A violência pode causar impactos profundos na saúde emocional da mulher, afetando a autoestima, a confiança e a capacidade de tomar decisões. Nesse processo, o acompanhamento psicológico pode contribuir para a reconstrução da identidade e da autonomia.
“A psicoterapia pode ter um papel muito importante nesse processo de reconstrução. A violência pode afetar profundamente a autoestima, a autonomia, a confiança e a forma como essa mulher se percebe e toma decisões”, explicou. De acordo com Camilla Maia, o processo terapêutico auxilia na elaboração das experiências vividas e no fortalecimento emocional.
“O processo terapêutico pode ajudá-la a elaborar essas experiências, trabalhar as consequências emocionais da violência, fortalecer sua autoestima e autonomia e reconstruir projetos de vida”, comentou.
Sinais de violência podem estar escondidos em atitudes consideradas normais

A psicóloga alerta que nem sempre a violência aparece de forma evidente. Muitas vezes, ela começa com atitudes que são interpretadas como cuidado ou preocupação, mas que podem representar controle e abuso.
“Às vezes, a violência não começa com uma agressão física. Ela pode aparecer em comportamentos que foram naturalizados dentro dos relacionamentos”, afirmou.
Entre os sinais que merecem atenção estão o ciúme excessivo, o controle sobre amizades, roupas, celular e senhas, a tentativa de impedir que a mulher trabalhe ou tenha autonomia financeira, além de humilhações, ameaças e desvalorização.
“Um sinal importante, quando estamos falando de uma possível situação de violência, é perceber se aquela relação está fazendo a mulher abrir mão da própria liberdade para evitar a reação do parceiro”, esclareceu.
A profissional reforça que a forma como a mulher se sente dentro da relação deve ser observada.
“Quando ela começa a pensar muito antes de falar ou agir porque tem medo da reação dele, quando vai se afastando de pessoas importantes ou deixa de fazer coisas que gosta para evitar conflitos, são situações que merecem bastante atenção”, alertou.
Rede de apoio é fundamental para romper o ciclo
Familiares e amigos têm papel importante no processo de busca por ajuda, mas esse apoio precisa acontecer com acolhimento e respeito. Para a psicóloga, julgamentos e cobranças podem afastar ainda mais a vítima.

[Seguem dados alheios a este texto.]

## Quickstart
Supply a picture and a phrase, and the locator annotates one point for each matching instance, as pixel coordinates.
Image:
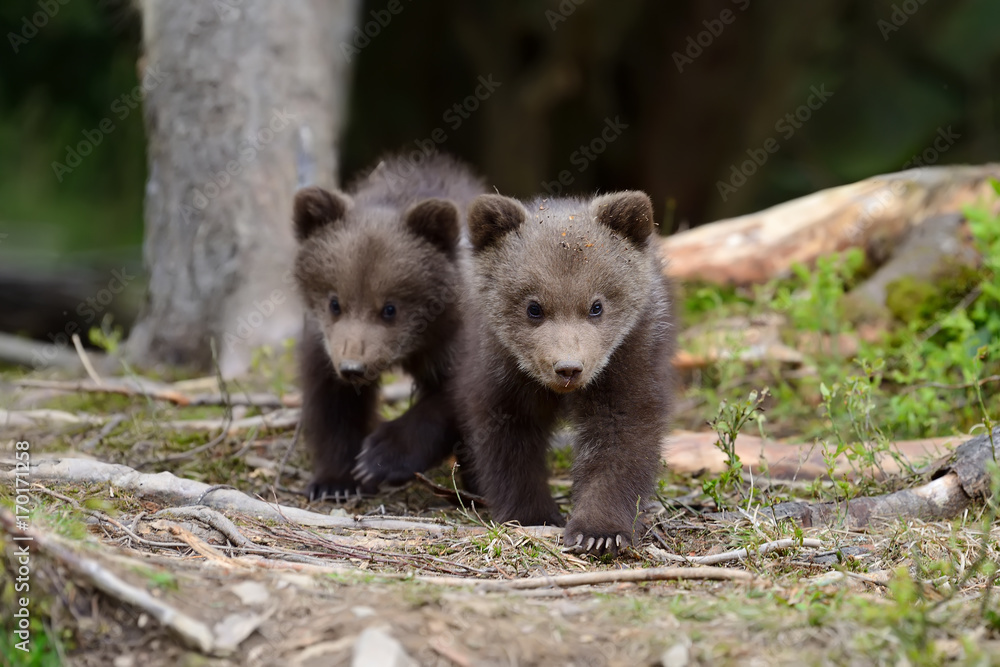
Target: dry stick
(454, 495)
(615, 576)
(104, 518)
(105, 431)
(963, 385)
(166, 394)
(203, 548)
(85, 360)
(740, 554)
(211, 518)
(193, 633)
(284, 459)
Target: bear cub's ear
(435, 220)
(491, 217)
(315, 208)
(629, 213)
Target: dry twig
(618, 576)
(191, 632)
(740, 554)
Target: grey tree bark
(244, 100)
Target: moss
(912, 299)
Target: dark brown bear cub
(568, 315)
(378, 271)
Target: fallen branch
(192, 633)
(757, 247)
(741, 554)
(455, 496)
(85, 360)
(166, 489)
(960, 480)
(618, 576)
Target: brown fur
(609, 373)
(392, 240)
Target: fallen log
(960, 480)
(696, 454)
(872, 214)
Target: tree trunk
(243, 102)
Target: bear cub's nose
(352, 370)
(568, 369)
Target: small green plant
(728, 422)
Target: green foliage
(728, 422)
(935, 370)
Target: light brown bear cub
(378, 271)
(568, 314)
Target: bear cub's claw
(339, 491)
(384, 457)
(596, 543)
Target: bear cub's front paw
(596, 540)
(385, 456)
(337, 489)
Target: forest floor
(422, 567)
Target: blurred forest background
(900, 73)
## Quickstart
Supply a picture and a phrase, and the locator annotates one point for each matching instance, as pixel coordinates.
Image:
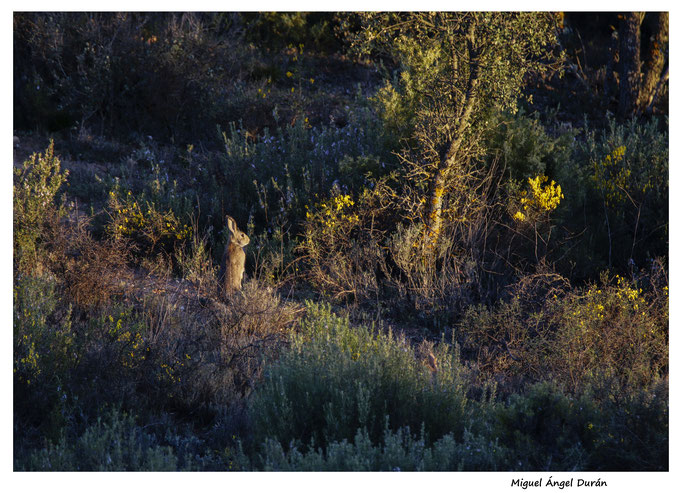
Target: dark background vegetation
(530, 334)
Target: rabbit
(232, 270)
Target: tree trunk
(655, 62)
(630, 75)
(449, 157)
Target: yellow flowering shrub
(144, 224)
(611, 176)
(334, 216)
(539, 200)
(614, 331)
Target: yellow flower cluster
(540, 199)
(333, 213)
(612, 179)
(130, 220)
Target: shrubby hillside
(458, 254)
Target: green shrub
(631, 432)
(45, 350)
(36, 183)
(396, 451)
(114, 443)
(336, 379)
(620, 177)
(612, 330)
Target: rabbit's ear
(231, 225)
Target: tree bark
(655, 62)
(448, 158)
(630, 75)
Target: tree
(641, 81)
(453, 69)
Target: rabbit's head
(238, 237)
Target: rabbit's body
(234, 258)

“O primeiro passo é acolher sem julgamento. Muitas vezes, a mulher já está vivendo sentimentos de culpa, vergonha, medo e insegurança”, afirmou.
Segundo Camilla Maia, a vítima precisa encontrar pessoas com quem se sinta segura para compartilhar o que está vivendo.
“Ter alguém que escute, que respeite seu tempo e que demonstre disponibilidade pode fazer muita diferença”, comentou.
A orientação é que familiares e amigos ofereçam apoio, ajudem a mulher a conhecer os caminhos disponíveis e respeitem sua autonomia.
“A família e os amigos podem oferecer apoio, ajudá-la a compreender as possibilidades e a acessar a rede de proteção, sempre respeitando suas escolhas e considerando a situação de cada caso”, esclareceu.
No Instituto Social de Saúde e Educação do Rio Grande do Norte (ISSERN), localizado na Rua Paulo Pinto de Abreu, 1997, Lagoa Nova, esse acolhimento é realizado por uma equipe multidisciplinar formada por Coordenação, Psicologia, Serviço Social e Orientação Jurídica. O atendimento começa desde a chegada da mulher ao serviço, com uma abordagem humanizada e sem julgamentos, buscando compreender suas necessidades e oferecer suporte emocional, social e, quando necessário, orientações e encaminhamentos para a rede de proteção. O objetivo é contribuir para o fortalecimento emocional, a autonomia e a reconstrução da vida dessas mulheres.